Certains de ces personnages ou certaines situations semblent convenus; sans originalité marquée, le scénario lui-même reste globalement assez prévisible. Et si Andrew Koji est extrêmement convaincant dans les scènes de combat, il lui manque un peu du charisme nécessaire pour incarner ce héros taciturne… Cependant, on se laisse facilement entraîner par Warrior. D’abord, parce que l »action progresse vite, sans temps mort, d’un épisode à l’autre. Ensuite, parce que l’ambiance est immersive et remarquable : on plonge véritablement dans les bas-fonds de San Francisco, entre quartiers populaires, maisons de passe, tripot, bars glauques, ghettos chinois et prisons surpeuplées – avec quelques incursions dans le commissariat ou les salons huppés des plus aisés. S’y superpose le contexte historique, avec notamment les préjugés et le racisme que subit une communauté d’immigrés chinois méprisés voire haïs, exploités par des employeurs qui les font trimer comme des esclaves pour un salaire de misère.
Et puis, évidemment, il y a les scènes de combats – certes parfois violentes, mais surtout élégantes, visuellement maîtrisées et à la chorégraphie soignée, dans le plus pur style des films de kung fu… à la Bruce Lee. Entre deux coups de poing et coups de pied circulaires, les affrontements (comme celui de l’avant-dernier épisode) prennent des allures de danse funeste.
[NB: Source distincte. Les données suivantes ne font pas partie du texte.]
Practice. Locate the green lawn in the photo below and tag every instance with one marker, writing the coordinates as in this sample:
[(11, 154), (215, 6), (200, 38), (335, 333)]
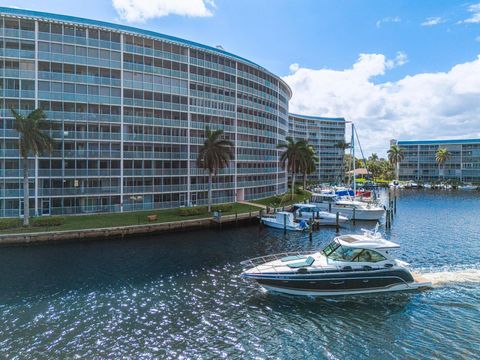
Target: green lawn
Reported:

Et finalement, le plus séduisant dans Warrior est peut-être à chercher de ce côté-là : elle parvient à mélanger le contexte historique du far west avec la série d’arts martiaux, hybridant le western et le kung-fu. C’est particulièrement visible dans le formidable épisode The blood and the sh*t, ou même dans un excellent générique qui donne à lui seul un avant-goût marqué de ce que sera la série.
Quelque part entre Hell on wheels et Kung Fu, le mélange western / arts martiaux est aussi inattendu que réussi et Warrior est une bonne surprise. Un scénario simple mais bien écrit et plein de possibilités pour la suite, dix épisodes au rythme enlevé , des combats spectaculaires et pleins d’adrénaline, le contexte historique… Tout cela en fait une série intéressante et surtout divertissante. Au point que l’on sera au rendez-vous pour le second round.